La domanda vera, però, è un’altra. Cosa succede quando l’IA diventa troppo brava? Quando riesce a emulare l’empatia, a imparare da interazioni passate, a prevedere lo stato d’animo dell’utente e rispondere con una precisione inquietante? Lì si gioca una partita che non riguarda solo la tecnologia, ma l’etica del rapporto tra uomo e macchina. Siemiatkowski sembra dire che Klarna non è pronta. Ma lo siamo noi?

Un cliente del bar dei daini l’ha messa così, parlando di IA e clienti: “Una macchina può anche capire il tuo problema, ma non può farti sentire che gliene frega qualcosa”. Pura verità da bancone, più utile di mille whitepaper su GPT-4.

Il ripensamento di Klarna è la prima crepa pubblica nel muro dell’automazione spinta a oltranza. Non sarà l’ultima. L’IA continuerà a sostituire mansioni, a riscrivere workflow, a snellire processi. Ma dove l’empatia è un valore e non un optional, l’umano non è così facilmente rimpiazzabile.

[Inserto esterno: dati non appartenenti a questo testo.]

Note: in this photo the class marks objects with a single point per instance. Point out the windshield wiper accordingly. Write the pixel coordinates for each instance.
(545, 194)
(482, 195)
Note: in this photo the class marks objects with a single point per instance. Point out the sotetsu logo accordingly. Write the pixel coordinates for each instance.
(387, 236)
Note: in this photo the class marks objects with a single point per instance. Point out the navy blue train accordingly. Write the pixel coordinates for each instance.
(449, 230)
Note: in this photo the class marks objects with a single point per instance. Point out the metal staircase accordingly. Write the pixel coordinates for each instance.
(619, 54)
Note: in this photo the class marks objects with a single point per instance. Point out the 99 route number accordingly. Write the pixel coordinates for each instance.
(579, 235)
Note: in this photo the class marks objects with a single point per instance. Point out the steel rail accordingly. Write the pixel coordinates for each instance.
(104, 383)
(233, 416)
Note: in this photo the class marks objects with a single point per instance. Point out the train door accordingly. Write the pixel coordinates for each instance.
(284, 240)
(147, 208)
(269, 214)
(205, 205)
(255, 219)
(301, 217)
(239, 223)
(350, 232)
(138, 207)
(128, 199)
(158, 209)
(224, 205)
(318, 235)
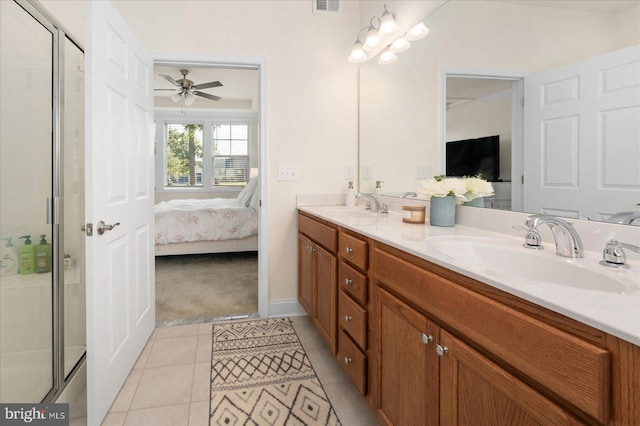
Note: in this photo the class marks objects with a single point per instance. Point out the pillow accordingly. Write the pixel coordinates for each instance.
(245, 195)
(254, 202)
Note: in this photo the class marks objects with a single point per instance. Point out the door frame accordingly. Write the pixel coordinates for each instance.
(263, 237)
(517, 121)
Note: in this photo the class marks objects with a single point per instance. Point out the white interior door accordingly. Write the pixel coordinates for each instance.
(582, 137)
(119, 172)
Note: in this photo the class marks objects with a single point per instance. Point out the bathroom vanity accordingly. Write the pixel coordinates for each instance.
(427, 341)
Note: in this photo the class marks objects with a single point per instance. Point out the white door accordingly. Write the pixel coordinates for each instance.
(582, 137)
(119, 172)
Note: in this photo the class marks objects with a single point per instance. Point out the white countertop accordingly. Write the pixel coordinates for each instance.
(612, 312)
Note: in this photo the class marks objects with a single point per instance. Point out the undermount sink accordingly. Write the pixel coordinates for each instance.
(505, 259)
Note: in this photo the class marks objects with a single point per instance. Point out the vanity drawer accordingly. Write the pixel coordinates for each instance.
(353, 250)
(353, 361)
(353, 319)
(352, 282)
(319, 232)
(549, 356)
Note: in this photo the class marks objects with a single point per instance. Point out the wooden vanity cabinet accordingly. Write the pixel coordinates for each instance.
(317, 275)
(353, 253)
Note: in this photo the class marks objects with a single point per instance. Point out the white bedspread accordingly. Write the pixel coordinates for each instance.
(180, 221)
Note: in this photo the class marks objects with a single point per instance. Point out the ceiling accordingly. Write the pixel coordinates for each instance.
(239, 90)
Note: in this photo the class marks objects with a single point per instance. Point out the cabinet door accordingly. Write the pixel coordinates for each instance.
(326, 295)
(305, 274)
(475, 391)
(408, 364)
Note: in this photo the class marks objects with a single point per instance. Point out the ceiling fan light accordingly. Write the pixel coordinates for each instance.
(417, 32)
(189, 99)
(400, 45)
(387, 57)
(358, 54)
(387, 22)
(373, 39)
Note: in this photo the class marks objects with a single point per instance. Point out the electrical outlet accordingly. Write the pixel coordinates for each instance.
(348, 172)
(287, 172)
(424, 172)
(365, 172)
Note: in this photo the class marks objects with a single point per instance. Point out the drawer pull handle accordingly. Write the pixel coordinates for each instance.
(441, 350)
(426, 338)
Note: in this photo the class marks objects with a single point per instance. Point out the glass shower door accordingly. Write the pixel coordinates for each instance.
(26, 98)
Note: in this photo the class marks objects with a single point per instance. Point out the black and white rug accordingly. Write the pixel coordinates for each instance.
(260, 375)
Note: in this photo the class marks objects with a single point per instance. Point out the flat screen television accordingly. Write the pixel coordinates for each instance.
(471, 157)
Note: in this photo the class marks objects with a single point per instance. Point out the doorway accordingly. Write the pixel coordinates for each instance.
(207, 118)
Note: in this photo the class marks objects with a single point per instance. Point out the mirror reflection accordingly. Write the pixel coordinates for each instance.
(467, 80)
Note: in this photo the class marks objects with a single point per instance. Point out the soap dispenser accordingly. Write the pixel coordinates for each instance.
(351, 195)
(27, 256)
(43, 256)
(378, 188)
(8, 259)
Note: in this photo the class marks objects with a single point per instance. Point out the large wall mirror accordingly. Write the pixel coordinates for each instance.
(467, 80)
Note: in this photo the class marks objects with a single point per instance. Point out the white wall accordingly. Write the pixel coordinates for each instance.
(312, 104)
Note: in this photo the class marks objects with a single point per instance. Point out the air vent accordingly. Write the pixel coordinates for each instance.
(326, 6)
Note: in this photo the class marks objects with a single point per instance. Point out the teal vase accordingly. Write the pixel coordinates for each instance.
(442, 211)
(476, 202)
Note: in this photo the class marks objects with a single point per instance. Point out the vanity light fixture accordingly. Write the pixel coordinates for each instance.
(387, 56)
(417, 32)
(387, 22)
(379, 35)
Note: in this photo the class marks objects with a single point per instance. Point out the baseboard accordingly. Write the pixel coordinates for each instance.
(285, 308)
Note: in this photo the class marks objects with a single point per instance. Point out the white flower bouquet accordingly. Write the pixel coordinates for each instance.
(464, 189)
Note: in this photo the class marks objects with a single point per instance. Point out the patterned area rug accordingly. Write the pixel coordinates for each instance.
(260, 375)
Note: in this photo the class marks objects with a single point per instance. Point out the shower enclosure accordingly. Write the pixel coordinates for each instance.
(42, 314)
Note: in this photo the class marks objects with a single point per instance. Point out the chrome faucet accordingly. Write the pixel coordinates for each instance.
(613, 256)
(408, 194)
(568, 242)
(369, 205)
(626, 218)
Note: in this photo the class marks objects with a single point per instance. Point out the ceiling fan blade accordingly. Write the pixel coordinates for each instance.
(170, 80)
(207, 85)
(206, 95)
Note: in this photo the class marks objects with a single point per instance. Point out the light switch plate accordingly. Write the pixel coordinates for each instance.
(287, 172)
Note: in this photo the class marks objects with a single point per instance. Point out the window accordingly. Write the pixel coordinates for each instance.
(183, 155)
(205, 152)
(230, 154)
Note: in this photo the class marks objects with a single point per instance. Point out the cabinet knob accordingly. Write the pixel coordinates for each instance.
(441, 350)
(426, 338)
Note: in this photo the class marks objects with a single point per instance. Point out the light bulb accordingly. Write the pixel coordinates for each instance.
(387, 57)
(417, 32)
(387, 22)
(373, 39)
(357, 53)
(400, 45)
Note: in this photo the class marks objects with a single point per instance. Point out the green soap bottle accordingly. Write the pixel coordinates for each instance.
(27, 256)
(43, 256)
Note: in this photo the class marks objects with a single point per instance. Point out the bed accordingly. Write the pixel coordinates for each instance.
(216, 225)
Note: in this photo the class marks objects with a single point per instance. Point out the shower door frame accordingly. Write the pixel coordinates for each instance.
(55, 205)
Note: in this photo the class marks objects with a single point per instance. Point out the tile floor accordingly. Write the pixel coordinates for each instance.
(169, 385)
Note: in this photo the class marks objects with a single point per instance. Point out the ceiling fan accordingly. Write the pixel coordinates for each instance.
(187, 90)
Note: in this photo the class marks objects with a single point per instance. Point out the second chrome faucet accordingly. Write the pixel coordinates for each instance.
(568, 242)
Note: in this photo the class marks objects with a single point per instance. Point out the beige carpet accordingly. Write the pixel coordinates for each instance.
(261, 376)
(205, 286)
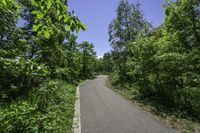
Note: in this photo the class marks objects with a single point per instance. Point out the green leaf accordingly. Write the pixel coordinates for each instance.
(36, 12)
(49, 5)
(72, 27)
(35, 27)
(34, 3)
(40, 15)
(60, 17)
(47, 34)
(4, 2)
(64, 7)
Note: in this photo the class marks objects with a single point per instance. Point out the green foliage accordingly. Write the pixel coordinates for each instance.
(50, 109)
(128, 23)
(188, 99)
(163, 64)
(32, 57)
(88, 59)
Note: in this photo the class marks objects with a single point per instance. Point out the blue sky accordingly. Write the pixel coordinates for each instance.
(97, 15)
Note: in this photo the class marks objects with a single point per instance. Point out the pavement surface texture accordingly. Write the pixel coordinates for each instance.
(104, 111)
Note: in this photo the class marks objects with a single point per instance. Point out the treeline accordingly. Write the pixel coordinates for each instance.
(40, 64)
(161, 63)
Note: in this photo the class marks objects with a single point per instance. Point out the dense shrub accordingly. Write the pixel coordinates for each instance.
(188, 99)
(48, 110)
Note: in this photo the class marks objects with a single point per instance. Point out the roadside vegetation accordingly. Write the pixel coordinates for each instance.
(40, 65)
(158, 66)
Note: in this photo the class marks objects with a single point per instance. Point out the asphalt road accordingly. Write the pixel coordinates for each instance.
(104, 111)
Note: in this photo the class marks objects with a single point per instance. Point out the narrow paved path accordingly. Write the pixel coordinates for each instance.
(104, 111)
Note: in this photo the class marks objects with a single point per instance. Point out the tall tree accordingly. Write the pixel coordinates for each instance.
(88, 59)
(128, 23)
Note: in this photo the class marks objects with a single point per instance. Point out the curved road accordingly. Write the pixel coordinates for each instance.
(104, 111)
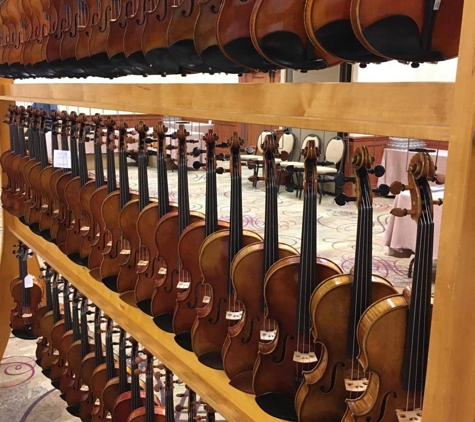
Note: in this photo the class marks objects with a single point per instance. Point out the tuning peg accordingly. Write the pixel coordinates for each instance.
(401, 212)
(340, 180)
(439, 179)
(342, 199)
(197, 152)
(377, 170)
(382, 190)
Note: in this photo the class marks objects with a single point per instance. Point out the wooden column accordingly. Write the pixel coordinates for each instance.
(450, 387)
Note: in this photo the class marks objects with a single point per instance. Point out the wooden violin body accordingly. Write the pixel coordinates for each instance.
(206, 41)
(165, 293)
(278, 33)
(211, 326)
(242, 343)
(234, 35)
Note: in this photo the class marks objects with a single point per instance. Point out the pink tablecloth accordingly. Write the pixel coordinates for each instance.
(395, 162)
(401, 233)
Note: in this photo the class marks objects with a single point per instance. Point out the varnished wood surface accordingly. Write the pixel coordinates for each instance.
(211, 385)
(450, 385)
(417, 110)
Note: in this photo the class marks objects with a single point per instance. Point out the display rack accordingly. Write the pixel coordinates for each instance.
(437, 111)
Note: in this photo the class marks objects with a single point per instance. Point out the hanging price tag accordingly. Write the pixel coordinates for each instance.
(28, 281)
(233, 316)
(62, 159)
(268, 335)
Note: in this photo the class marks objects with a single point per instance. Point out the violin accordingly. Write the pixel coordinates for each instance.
(47, 195)
(103, 373)
(27, 295)
(60, 179)
(42, 343)
(278, 34)
(349, 295)
(117, 385)
(128, 217)
(282, 361)
(328, 26)
(167, 234)
(111, 207)
(99, 235)
(191, 295)
(72, 193)
(132, 46)
(206, 41)
(131, 400)
(154, 38)
(216, 254)
(426, 31)
(150, 412)
(233, 34)
(149, 217)
(180, 41)
(393, 333)
(77, 353)
(87, 191)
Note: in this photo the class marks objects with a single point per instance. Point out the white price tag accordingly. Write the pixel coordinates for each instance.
(62, 159)
(28, 281)
(268, 335)
(305, 357)
(234, 316)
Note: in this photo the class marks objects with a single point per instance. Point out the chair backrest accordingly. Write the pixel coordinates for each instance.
(335, 150)
(311, 137)
(260, 139)
(286, 143)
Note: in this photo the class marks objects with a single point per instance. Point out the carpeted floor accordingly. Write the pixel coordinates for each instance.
(27, 396)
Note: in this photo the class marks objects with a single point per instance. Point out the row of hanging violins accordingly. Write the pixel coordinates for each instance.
(92, 381)
(310, 342)
(111, 38)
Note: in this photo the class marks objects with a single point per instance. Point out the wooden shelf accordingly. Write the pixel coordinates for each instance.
(209, 384)
(416, 110)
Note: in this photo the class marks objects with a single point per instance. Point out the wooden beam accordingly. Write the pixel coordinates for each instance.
(211, 385)
(450, 386)
(417, 110)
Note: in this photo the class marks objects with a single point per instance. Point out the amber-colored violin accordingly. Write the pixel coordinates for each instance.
(393, 333)
(287, 289)
(192, 292)
(216, 255)
(337, 376)
(167, 234)
(248, 271)
(27, 295)
(410, 31)
(278, 34)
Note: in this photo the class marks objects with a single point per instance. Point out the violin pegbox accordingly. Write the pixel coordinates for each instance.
(421, 170)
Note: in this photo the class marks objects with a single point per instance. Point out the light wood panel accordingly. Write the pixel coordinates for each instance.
(211, 385)
(450, 387)
(419, 110)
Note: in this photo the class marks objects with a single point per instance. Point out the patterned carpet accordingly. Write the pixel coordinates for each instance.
(27, 396)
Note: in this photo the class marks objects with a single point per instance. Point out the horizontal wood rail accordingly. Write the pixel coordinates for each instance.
(212, 386)
(415, 110)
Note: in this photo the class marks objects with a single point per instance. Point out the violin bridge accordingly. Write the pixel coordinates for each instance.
(234, 315)
(356, 386)
(268, 335)
(301, 357)
(409, 415)
(183, 285)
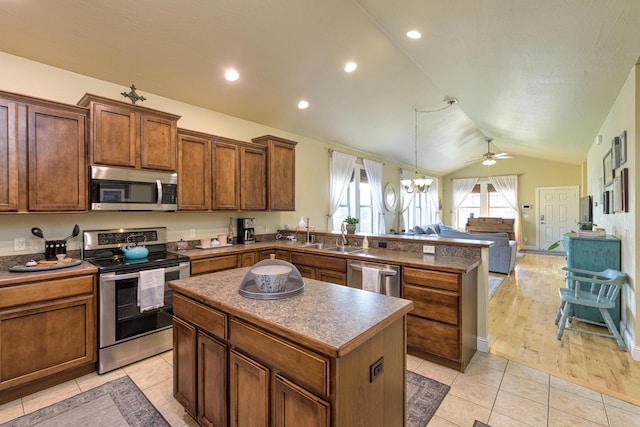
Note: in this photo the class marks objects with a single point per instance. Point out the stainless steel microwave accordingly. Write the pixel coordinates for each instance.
(115, 189)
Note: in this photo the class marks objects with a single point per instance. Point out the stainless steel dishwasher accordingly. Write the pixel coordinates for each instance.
(389, 276)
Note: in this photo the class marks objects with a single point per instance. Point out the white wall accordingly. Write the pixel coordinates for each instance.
(624, 115)
(26, 77)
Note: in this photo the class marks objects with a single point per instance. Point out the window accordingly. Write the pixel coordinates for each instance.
(483, 201)
(422, 209)
(358, 202)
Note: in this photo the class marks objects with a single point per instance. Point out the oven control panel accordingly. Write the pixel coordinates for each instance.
(103, 239)
(128, 237)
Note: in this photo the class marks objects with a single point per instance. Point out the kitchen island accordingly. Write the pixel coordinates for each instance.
(331, 356)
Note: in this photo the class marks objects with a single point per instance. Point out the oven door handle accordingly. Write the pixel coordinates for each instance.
(159, 187)
(115, 277)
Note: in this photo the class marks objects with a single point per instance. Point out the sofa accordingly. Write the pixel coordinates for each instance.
(502, 255)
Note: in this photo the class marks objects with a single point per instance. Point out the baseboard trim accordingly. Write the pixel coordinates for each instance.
(482, 344)
(634, 350)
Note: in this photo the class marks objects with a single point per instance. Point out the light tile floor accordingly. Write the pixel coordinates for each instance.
(493, 390)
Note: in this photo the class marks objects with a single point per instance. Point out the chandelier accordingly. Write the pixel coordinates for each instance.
(417, 184)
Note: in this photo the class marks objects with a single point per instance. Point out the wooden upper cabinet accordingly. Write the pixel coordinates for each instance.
(253, 178)
(281, 172)
(226, 174)
(8, 156)
(157, 142)
(113, 141)
(56, 159)
(128, 135)
(194, 171)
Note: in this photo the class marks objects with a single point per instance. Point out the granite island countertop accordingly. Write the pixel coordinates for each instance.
(328, 318)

E ora, ci troviamo in un contesto in cui il sentiment attorno all’intelligenza artificiale sta cambiando. Le promesse iniziali — risparmi miracolosi, scalabilità illimitata, eliminazione dell’errore umano — si scontrano con l’effetto collaterale più ignorato di tutti: la disumanizzazione del servizio. Cosa succede quando un utente non si sente ascoltato, ma solo gestito? Succede che cambia piattaforma. E in un mercato dove il costo di acquisizione cliente è salito alle stelle, perderne uno per colpa di un bot troppo zelante è un lusso che nemmeno Klarna può permettersi.

Forse, in fondo, l’IA è davvero intelligente. Sta solo aspettando che siano gli umani a imparare a usarla, non a subirla. E magari a capire che non tutto ciò che si può automatizzare, va automatizzato. Anche se costa meno.

Ti sei mai fidato davvero di una voce robotica che ti dice: “Capisco la tua frustrazione”?